El cambio político tampoco es imposible. Las presiones serán enormes para buscar alguna salida negociada, sobre todo si las sanciones internacionales petroleras terminan de escalar. Pero ese proceso dependerá de una dinámica compleja en un país que va a quedar cada vez más aislado y en el que muchos grupos de diversos orígenes buscarán cooperar para tratar de salir de la situación en la que estamos postrados. Para poder llevar adelante este proceso, se va a requerir de un gran sentido de responsabilidad política, algo que hasta ahora ha estado ausente tanto en el seno de la oposición como del chavismo.

El país debe comprender que el problema no lo representa solo el radicalismo sino también los extremismos: el afán de imponerse a costa de los derechos y las garantías de los demás.
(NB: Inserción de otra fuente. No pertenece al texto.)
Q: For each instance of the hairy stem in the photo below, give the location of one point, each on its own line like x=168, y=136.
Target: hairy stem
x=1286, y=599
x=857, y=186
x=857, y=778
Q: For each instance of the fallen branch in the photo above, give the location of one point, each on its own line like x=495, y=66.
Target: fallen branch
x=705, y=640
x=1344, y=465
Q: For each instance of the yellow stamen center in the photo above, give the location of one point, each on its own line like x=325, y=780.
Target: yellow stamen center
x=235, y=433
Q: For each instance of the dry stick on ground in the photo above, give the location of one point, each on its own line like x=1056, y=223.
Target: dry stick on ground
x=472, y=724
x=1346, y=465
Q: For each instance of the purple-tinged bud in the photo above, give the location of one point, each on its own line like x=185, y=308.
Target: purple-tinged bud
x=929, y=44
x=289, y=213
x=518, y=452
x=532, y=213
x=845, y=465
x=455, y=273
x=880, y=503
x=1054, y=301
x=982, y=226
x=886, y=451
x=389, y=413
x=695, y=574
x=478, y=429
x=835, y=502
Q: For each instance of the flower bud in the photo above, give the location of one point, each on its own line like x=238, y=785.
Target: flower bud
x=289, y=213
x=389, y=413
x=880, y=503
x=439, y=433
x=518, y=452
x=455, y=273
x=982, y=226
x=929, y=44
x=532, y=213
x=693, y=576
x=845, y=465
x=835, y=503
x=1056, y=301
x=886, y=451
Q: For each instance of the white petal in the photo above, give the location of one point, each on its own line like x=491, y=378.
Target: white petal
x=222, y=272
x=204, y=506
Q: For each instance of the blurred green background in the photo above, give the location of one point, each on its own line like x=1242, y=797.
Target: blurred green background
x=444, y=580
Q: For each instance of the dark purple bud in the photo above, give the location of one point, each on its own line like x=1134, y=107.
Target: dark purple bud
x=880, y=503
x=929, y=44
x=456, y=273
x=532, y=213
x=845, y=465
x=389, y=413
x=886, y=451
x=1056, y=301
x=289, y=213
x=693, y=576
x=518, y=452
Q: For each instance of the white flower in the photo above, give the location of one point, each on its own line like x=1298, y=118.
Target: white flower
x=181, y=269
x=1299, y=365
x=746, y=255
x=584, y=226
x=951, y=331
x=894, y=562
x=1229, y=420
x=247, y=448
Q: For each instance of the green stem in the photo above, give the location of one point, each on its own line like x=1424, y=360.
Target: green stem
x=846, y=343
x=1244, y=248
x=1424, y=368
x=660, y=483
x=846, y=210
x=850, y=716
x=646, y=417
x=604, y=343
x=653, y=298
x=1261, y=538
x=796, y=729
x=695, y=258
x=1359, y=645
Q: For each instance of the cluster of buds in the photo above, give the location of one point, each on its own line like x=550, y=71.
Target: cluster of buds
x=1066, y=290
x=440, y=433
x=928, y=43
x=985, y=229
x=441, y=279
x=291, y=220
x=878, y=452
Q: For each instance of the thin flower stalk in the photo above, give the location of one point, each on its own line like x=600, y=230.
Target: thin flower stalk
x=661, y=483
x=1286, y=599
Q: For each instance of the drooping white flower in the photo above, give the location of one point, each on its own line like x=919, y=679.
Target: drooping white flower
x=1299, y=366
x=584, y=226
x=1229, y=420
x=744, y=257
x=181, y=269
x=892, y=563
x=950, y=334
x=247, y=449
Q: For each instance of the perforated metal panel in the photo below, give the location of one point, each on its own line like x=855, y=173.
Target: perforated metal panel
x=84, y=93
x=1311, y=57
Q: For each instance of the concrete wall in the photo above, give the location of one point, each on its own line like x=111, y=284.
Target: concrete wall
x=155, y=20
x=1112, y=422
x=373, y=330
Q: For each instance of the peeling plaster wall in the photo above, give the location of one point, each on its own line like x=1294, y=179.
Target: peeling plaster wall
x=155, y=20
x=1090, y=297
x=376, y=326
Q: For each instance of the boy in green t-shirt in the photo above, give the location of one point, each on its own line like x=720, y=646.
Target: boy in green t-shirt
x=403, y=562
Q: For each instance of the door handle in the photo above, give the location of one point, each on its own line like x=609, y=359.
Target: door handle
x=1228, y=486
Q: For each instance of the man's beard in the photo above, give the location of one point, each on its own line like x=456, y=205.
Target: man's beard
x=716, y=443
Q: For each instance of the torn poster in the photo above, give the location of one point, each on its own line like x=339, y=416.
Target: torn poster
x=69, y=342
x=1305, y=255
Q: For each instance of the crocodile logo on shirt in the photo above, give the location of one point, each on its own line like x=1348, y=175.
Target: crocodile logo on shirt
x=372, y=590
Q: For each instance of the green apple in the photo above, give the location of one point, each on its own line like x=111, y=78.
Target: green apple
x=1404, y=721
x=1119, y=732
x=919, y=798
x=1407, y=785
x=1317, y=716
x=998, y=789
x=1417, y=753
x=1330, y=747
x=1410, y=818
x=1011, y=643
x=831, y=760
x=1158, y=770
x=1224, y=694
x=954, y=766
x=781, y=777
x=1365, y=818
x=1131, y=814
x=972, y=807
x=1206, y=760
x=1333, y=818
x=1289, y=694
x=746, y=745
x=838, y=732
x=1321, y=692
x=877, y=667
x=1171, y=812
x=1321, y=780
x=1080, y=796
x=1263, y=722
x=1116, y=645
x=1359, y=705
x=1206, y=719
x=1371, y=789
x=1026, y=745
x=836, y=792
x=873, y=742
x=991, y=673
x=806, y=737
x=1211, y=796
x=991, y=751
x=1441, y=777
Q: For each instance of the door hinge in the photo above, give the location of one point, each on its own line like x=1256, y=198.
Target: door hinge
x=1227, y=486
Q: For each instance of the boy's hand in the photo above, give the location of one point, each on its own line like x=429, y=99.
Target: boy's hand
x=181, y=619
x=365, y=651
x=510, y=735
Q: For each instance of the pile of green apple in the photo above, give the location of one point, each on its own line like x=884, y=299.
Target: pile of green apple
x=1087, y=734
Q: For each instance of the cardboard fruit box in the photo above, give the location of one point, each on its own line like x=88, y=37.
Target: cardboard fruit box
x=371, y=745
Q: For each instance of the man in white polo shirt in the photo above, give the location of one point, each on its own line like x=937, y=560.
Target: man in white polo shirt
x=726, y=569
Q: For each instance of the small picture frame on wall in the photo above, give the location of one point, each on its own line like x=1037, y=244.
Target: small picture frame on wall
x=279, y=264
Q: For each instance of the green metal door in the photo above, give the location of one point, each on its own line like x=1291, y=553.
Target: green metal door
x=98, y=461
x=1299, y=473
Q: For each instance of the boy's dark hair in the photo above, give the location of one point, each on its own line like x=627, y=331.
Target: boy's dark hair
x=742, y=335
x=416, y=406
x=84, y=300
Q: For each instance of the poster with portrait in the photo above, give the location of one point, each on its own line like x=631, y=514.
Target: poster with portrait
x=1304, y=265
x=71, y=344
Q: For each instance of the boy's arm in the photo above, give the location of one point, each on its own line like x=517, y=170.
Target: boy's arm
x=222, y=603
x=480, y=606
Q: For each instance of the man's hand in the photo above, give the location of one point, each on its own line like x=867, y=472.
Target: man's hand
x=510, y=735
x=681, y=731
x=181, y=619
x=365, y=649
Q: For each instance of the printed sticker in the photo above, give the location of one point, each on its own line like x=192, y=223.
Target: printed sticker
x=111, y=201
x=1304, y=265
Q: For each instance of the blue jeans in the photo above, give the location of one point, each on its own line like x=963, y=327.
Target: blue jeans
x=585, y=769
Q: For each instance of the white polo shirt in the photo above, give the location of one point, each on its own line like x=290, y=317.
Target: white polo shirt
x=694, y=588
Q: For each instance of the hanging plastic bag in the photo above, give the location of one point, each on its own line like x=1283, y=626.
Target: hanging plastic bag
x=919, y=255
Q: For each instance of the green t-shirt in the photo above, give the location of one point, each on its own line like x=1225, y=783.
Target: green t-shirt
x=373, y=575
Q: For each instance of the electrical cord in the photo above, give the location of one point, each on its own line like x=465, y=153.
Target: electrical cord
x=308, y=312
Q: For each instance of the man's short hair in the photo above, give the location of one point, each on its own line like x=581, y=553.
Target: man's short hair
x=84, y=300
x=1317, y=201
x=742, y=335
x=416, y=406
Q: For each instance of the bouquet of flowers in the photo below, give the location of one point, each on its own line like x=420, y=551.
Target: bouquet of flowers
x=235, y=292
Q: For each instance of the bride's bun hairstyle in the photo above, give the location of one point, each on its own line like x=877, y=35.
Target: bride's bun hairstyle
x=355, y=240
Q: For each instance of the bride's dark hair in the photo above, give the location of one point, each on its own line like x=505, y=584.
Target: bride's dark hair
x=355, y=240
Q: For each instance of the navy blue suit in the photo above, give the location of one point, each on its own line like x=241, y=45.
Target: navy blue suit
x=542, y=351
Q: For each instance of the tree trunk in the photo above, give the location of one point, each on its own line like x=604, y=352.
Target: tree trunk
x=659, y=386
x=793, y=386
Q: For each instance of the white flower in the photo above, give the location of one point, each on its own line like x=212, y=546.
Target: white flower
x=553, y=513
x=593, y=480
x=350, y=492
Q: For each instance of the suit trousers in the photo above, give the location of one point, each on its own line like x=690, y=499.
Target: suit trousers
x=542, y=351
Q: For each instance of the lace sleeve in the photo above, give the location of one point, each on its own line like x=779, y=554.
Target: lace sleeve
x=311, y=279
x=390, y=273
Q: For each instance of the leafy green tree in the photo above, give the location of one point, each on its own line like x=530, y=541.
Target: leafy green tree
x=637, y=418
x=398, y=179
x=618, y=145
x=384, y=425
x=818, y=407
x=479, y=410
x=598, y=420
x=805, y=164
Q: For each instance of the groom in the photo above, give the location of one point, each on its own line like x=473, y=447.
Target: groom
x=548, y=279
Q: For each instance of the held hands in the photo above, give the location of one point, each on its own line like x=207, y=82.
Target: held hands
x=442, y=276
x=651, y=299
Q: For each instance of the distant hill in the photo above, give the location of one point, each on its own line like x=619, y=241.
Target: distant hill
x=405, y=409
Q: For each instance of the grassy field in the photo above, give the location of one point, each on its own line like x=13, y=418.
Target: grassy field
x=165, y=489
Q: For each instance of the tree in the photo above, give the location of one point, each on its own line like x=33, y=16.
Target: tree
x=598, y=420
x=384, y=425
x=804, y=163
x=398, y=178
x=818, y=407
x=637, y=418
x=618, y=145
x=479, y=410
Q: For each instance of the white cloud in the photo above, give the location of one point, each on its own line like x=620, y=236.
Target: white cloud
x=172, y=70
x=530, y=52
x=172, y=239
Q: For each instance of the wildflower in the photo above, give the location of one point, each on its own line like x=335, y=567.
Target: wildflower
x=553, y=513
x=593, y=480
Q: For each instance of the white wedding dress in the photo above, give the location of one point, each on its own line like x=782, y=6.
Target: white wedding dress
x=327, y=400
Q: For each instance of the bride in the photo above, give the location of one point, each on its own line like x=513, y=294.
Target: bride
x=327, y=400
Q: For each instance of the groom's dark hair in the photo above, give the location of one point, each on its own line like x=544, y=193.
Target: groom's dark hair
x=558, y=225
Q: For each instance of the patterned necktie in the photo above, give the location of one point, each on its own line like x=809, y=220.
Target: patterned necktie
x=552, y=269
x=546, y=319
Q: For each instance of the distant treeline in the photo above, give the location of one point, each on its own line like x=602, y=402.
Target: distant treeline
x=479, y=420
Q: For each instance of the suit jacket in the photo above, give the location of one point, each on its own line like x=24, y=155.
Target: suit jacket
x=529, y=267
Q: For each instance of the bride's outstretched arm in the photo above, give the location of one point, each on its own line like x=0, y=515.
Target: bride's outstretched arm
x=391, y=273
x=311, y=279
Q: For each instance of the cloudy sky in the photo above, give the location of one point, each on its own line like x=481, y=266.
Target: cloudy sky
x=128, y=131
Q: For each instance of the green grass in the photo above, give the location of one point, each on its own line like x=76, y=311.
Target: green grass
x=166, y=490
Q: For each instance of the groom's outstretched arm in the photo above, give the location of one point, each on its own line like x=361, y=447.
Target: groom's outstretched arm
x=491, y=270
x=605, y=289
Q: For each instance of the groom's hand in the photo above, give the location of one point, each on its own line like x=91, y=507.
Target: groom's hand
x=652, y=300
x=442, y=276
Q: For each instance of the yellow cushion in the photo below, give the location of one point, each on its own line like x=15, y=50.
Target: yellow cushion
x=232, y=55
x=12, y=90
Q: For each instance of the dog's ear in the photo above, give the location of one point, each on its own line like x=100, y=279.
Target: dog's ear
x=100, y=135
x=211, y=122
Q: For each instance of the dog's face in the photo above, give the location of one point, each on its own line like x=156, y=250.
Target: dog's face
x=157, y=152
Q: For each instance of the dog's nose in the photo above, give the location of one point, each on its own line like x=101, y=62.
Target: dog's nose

Dada la fragmentación de todos los sectores del país, quien pretenda controlar el cambio desde su posición, pensando que lo puede aprovechar para sí mismo sin entender las limitaciones que enfrentamos todos, sin comprender que es necesario otorgar garantías, que el ‘todo o nada’ en estos momentos está completamente fuera de juego, estará poniendo en riesgo la única esperanza que tiene Venezuela de reinstitucionalizarse, rescatar su democracia e iniciar su reconstrucción. Venezuela no necesita héroes ni grandes épicas. Requerimos instituciones, derechos, elecciones transparentes y sobre todo una gran dosis de sentido común.